State Management: The Frontend as the "Memory"

Remember how Lambda functions are stateless? The frontend needs to maintain its own state too. When a username changes, the WebSocket must reconnect with new credentials. But React's useEffect can fire multiple times during renders, so I had to carefully clean up old connections before creating new ones.

This was a good reminder: serverless doesn't mean stateless everywhere, you're just moving where that state lives.

Message Validation & Error Handling

The frontend validates every message it receives. Just because it came over the WebSocket doesn't mean it's trustworthy. Each message must have a valid timestamp, username, and message content. Invalid messages are silently filtered out rather than crashing the UI.

// Validate message before adding to state
if (!message.timestamp || !message.username || !message.message) {
  console.warn('Received invalid message format:', message)
  return // Skip this message
}

Automatic History Loading

When a user connects, the frontend automatically requests the last 50 messages from the server. This happens immediately after the WebSocket connection opens, before the user even types anything. The Lambda function uses that DynamoDB GSI we discussed earlier to efficiently fetch recent messages sorted by timestamp.

Connection Status UX

The UI shows real-time connection status: connecting, connected, disconnected, or error. This transparency was crucial during development—seeing "error" immediately told me if my backend deployment failed. In production, it helps users understand when they've lost connectivity.

The frontend turned out to be more complex than I expected. Managing WebSocket lifecycle, handling reconnections, validating data, and providing good UX feedback required more state management logic than a simple chat interface might suggest.

The Missing Features You Don't Think About

When building a real-time chat app, there are several features that seem obvious in hindsight but aren't immediately apparent:

Message history loading: Users expect to see previous messages when they join. The getHistory route and GSI pattern make this efficient.
Stale connection cleanup: Users can disconnect without properly closing the WebSocket (closed browser, network issues). Handling 410 Gone errors and cleaning up the database prevents memory leaks.
Server-side username validation: Never trust the client. The authorizer validates usernames before connections are established, preventing XSS and injection attacks.
Route-based message routing: Using the action field in the message body allows a single WebSocket connection to handle multiple types of operations (sendMessage, getHistory, etc.).

What I Learned

Building this app bridged the gap between the "million acronyms" I learned in class and actual engineering.

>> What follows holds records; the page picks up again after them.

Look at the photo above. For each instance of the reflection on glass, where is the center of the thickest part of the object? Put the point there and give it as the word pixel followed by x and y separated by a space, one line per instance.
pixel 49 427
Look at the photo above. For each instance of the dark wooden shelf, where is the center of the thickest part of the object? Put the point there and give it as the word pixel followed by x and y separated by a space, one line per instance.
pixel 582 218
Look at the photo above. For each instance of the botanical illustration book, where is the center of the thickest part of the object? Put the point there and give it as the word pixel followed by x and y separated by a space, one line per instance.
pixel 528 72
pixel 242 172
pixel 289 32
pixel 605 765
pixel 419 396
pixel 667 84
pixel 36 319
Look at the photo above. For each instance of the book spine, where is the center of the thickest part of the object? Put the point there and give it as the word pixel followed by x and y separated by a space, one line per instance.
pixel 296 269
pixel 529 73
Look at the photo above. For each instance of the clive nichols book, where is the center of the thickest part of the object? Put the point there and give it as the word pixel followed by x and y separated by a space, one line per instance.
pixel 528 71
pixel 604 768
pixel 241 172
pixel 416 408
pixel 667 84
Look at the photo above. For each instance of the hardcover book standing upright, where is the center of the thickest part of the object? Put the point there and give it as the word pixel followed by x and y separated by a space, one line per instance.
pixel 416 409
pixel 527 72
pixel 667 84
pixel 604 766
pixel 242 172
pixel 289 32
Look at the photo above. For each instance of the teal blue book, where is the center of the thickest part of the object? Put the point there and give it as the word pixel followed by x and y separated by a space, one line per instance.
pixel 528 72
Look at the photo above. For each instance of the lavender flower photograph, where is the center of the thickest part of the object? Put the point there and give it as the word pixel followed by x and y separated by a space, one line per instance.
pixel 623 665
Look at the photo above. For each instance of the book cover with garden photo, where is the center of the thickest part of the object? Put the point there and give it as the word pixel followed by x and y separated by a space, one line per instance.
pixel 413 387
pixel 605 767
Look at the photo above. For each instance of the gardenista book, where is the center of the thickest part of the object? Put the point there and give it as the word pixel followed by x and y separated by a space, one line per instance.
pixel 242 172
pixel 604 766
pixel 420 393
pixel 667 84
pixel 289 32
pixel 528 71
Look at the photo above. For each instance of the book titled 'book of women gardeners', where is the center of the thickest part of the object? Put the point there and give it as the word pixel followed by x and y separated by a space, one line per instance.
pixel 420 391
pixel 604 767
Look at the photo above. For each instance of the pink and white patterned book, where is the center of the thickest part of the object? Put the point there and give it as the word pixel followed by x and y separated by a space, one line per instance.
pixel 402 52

State is hard in Serverless: You take for granted that a server knows who is connected. In Lambda, you have to build that "memory" yourself using a database.
Testing WebSocket Lambda functions is challenging: You can't easily test WebSocket connections locally. I had to deploy to AWS to test, which slowed down the development cycle. I created test scripts using event payloads to simulate API Gateway invocations, but they still required the full infrastructure to be running.
Modern Dev Tools: Combining Terraform for the backend and AI-assisted coding for the frontend allowed me to build a project that would have taken a team of three a few weeks to build in just a fraction of the time.